Methods: We studied the records of 113 recipients of cord blood from HLA-identical siblings from the period from 1990 through 1997 and compared them with the records of 2052 recipients of bone marrow from HLA-identical siblings during the same period. The study population consisted of children 15 years of age or younger. We compared the rates of GVHD, hematopoietic recovery, and survival using Cox proportional-hazards regression to adjust for potentially confounding factors.

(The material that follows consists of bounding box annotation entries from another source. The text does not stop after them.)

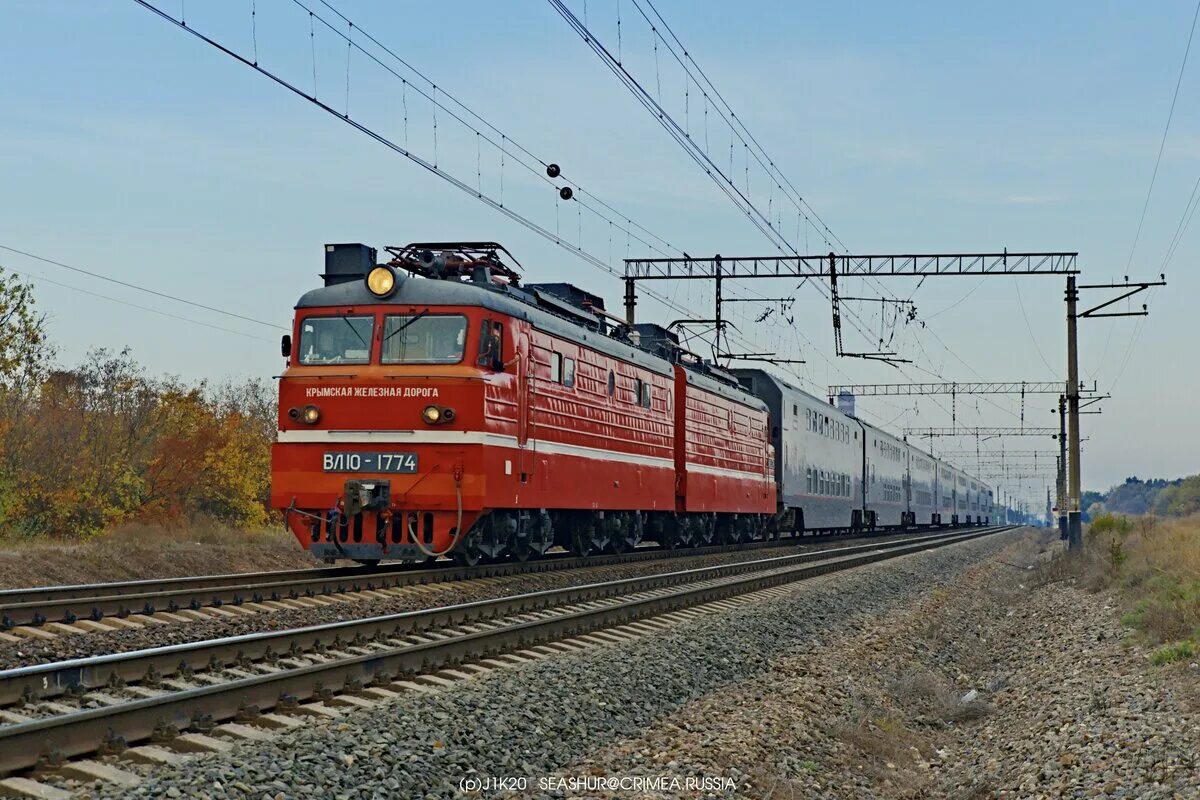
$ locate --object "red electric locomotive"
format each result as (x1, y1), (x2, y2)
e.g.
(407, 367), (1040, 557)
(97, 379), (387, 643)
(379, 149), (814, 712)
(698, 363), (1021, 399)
(271, 242), (776, 564)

Results: Recipients of cord blood were younger than recipients of bone marrow (median age, 5 years vs. 8 years; P<0.001), weighed less (median weight, 17 kg vs. 26 kg; P<0.001), and were less likely to have received methotrexate for prophylaxis against GVHD (28 percent vs. 65 percent, P<0.001). Multivariate analysis demonstrated a lower risk of acute GVHD (relative risk, 0.41; P=0.001) and chronic GVHD (relative risk, 0.35; P=0.02) among recipients of cord-blood transplants. As compared with recovery after bone marrow transplantation, the likelihood of recovery of the neutrophil count and the platelet count was significantly lower in the first month after cord-blood transplantation (relative risk, 0.40 [P<0.001], and relative risk, 0.20 [P<0.001]), respectively. Mortality was similar in the two groups (relative risk of death in the recipients of cord blood, 1.15; P=0.43).
Conclusions: Recipients of cord-blood transplants from HLA-identical siblings have a lower incidence of acute and chronic GVHD than recipients of bone marrow transplants from HLA-identical siblings.